Bitcoin (BTC) rose by 1.4% while ether (ETH) outperformed with a 2.5% gain. Synthetix (SNX, meanwhile, stole the show with a 120% rally as traders anticipate «perpetual wars» between the decentralized trading venue and HyperLiquid.

Plasma (XPL) and aster (ASTER) both failed to benefit from Monday’s recovery, losing 4.2% and 2.5% respectively.

Derivatives Positioning

  • The BTC futures market has stabilized after a volatile period. Open interest, which had dropped from $33 billion to $23 billion over the weekend, has now settled at around $26 billion. Similarly, the 3-month annualized basis has rebounded to the 6-7% range, after dipping to 4-5% over the weekend, indicating that the bullish sentiment has largely returned. However, funding rates remain a key area of divergence; while Bybit and Hyperliquid have settled around 10%, Binance’s rate is negative.
  • The BTC options market is showing a renewed bullish lean. The 24-hour Put/Call Volume has shifted to be more in favor of calls, now at over 56%. Additionally, the 1-week 25 Delta Skew has risen to 2.5% after a period of flatness.
  • These metrics indicate a market with increasing demand for bullish exposure and upside protection, reflecting a shift away from the recent «cautious neutrality.»
  • Coinglass data shows $620 million in 24 hour liquidations, with a 34-66 split between longs and shorts. ETH ($218 million), BTC ($124 million) and SOL ($43 million) were the leaders in terms of notional liquidations. Binance liquidation heatmap indicates $116,620 as a core liquidation level to monitor, in case of a price rise.

Token Talk

By Oliver Knight

  • The crypto market kicked off Monday with a rebound in the wake of a sharp weekend leverage flush.

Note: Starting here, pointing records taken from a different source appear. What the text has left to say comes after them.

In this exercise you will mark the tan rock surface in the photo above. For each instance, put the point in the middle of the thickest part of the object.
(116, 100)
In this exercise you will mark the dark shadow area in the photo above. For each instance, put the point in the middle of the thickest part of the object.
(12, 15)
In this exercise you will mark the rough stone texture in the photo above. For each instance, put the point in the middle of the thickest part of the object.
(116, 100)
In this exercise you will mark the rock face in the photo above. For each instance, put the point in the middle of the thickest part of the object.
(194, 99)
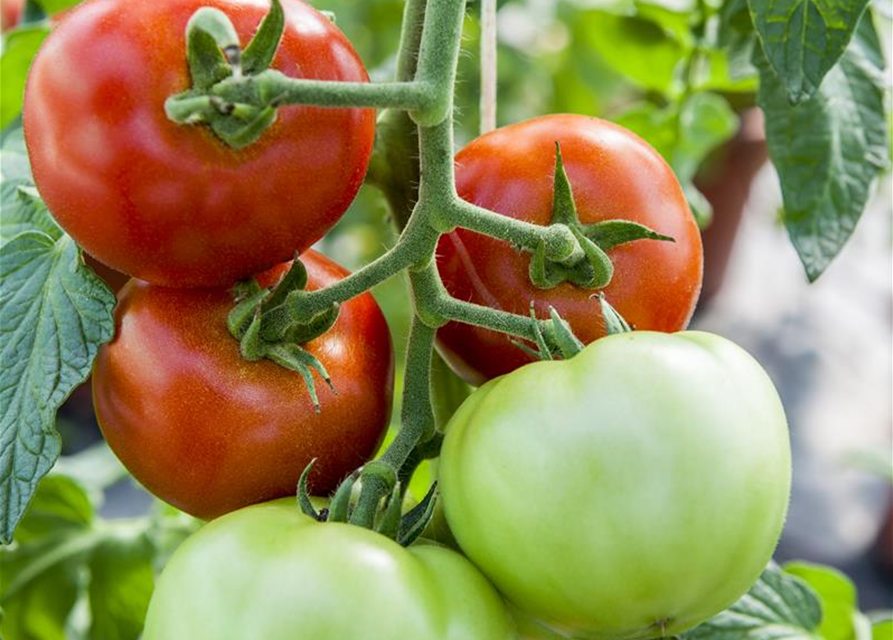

According to data from CoinMarketCap, the total crypto market cap climbed roughly 5.7% in the past 24 hours, with volume jumping about 26.8%, suggesting those liquidated at the weekend are repurchasing their positions.
  • A total of $19 billion worth of derivatives positions were wiped out over the weekend with the vast majority being attributed to those holding long positions, in the past 24 hours, however, $626 billion was liquidated with $420 billion of that being on the short side, demonstrating a reversal in sentiment, according to CoinGlass.
  • The recovery has been tentative so far; the dominance of Bitcoin remains elevated at about 58.45%, down modestly from recent highs, which implies altcoins may still lag as capital piles back into safer large-cap names.
  • The big winner of Monday’s recovery was synthetix (SNX), which rose by more than 120% ahead of a crypto trading competition that will see it potentially start up «perpetual wars» with HyperLiquid.